O projeto havia sido articulado para votação ainda em dezembro, mas, diante do risco de derrota, teve sua análise adiada e desde então estava parada no Senado. Se for aprovado sem alterações, seguirá direto para sanção presidencial, já que mantém o mesmo conteúdo aprovado pela Câmara dos Deputados em 2022.
A decisão de Alcolumbre de colocar o tema em votação causou críticas de parlamentares, sobretudo porque ele também cancelou a tradicional reunião de líderes partidários desta semana, realizada às quintas-feiras. Questionado pela Folha de S.Paulo sobre o cancelamento, Alcolumbre limitou-se a dizer que é prerrogativa da presidência do Senado.
Entre os críticos da medida está o senador Eduardo Girão (Novo-CE), que classificou como preocupante a retomada do debate sobre a legalização dos jogos em meio ao que chamou de “tragédia humanitária” provocada pelas bets no Brasil. Ele defendeu a mobilização popular contra o projeto. “É fundamental que o cidadão brasileiro manifeste sua opinião junto ao seu senador enquanto há tempo.
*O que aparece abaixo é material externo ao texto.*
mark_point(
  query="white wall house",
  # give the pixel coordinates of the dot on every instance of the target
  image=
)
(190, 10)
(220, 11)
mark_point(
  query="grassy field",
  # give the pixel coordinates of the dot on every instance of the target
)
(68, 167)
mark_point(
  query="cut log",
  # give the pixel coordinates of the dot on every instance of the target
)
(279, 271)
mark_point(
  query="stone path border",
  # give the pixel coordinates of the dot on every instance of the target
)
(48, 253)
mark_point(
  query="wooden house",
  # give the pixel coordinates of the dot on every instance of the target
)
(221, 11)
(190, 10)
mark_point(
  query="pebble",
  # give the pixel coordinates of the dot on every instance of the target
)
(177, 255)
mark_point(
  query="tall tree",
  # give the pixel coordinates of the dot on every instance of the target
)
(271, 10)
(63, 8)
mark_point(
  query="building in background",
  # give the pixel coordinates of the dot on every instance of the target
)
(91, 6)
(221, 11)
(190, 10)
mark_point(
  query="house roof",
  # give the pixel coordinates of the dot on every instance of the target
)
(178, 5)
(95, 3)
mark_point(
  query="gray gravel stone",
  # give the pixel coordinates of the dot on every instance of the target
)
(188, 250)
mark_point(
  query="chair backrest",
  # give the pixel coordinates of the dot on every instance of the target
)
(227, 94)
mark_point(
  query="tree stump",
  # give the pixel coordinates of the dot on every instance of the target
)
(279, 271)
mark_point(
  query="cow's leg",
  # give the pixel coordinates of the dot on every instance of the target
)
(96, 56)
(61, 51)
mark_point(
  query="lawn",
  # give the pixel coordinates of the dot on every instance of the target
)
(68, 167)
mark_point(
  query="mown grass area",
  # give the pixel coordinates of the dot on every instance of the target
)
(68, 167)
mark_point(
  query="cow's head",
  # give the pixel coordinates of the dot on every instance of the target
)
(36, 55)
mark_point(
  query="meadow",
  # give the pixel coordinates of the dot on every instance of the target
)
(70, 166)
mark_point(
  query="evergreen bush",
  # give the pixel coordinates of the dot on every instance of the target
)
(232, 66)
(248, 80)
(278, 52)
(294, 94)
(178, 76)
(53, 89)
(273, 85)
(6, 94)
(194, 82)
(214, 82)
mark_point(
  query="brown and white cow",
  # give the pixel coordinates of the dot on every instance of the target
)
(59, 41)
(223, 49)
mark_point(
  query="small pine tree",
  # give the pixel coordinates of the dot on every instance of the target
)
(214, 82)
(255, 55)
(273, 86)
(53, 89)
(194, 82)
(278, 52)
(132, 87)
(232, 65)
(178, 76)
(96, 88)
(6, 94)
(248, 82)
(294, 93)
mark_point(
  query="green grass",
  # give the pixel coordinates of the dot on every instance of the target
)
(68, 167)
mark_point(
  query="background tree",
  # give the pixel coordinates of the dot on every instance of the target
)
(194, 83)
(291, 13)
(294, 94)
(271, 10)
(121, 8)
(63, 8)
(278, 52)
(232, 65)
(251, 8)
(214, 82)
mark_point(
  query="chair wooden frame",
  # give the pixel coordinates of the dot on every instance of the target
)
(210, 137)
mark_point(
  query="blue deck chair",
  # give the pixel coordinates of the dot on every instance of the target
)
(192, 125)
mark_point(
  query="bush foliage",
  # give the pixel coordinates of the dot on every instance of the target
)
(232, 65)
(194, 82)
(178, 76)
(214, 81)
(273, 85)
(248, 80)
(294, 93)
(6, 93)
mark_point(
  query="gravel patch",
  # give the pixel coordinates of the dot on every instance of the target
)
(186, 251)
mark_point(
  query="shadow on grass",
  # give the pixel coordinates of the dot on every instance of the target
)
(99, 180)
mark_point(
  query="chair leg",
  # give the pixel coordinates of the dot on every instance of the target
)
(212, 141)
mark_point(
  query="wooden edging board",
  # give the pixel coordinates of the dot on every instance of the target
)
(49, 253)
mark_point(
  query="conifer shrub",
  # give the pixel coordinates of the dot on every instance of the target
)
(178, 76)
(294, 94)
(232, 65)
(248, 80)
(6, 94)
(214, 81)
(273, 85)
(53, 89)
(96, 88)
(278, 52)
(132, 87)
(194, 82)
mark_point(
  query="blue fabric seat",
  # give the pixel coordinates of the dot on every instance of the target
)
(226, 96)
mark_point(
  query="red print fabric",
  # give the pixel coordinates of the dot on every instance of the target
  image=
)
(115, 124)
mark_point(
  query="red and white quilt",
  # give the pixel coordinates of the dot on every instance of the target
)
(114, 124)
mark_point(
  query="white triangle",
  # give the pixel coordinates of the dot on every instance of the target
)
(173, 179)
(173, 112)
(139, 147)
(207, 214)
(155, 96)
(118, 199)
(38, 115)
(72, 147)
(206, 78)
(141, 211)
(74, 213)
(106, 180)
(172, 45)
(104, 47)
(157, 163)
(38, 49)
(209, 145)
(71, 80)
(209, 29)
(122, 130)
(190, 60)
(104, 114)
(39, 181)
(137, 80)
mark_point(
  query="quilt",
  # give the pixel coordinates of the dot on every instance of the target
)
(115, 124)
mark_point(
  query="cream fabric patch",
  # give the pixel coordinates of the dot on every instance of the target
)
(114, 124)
Precisamos nos mobilizar para impedir que mais esse mal avance no ‘Coração do Mundo, Pátria do Evangelho’”, escreveu.
A votação do projeto acontece em meio a intensas discussões sobre os impactos sociais das apostas, principalmente as bets, no orçamento familiar brasileiro. Recentemente, o Senado realizou uma CPI sobre jogos de apostas, mas o relatório final da comissão foi rejeitado.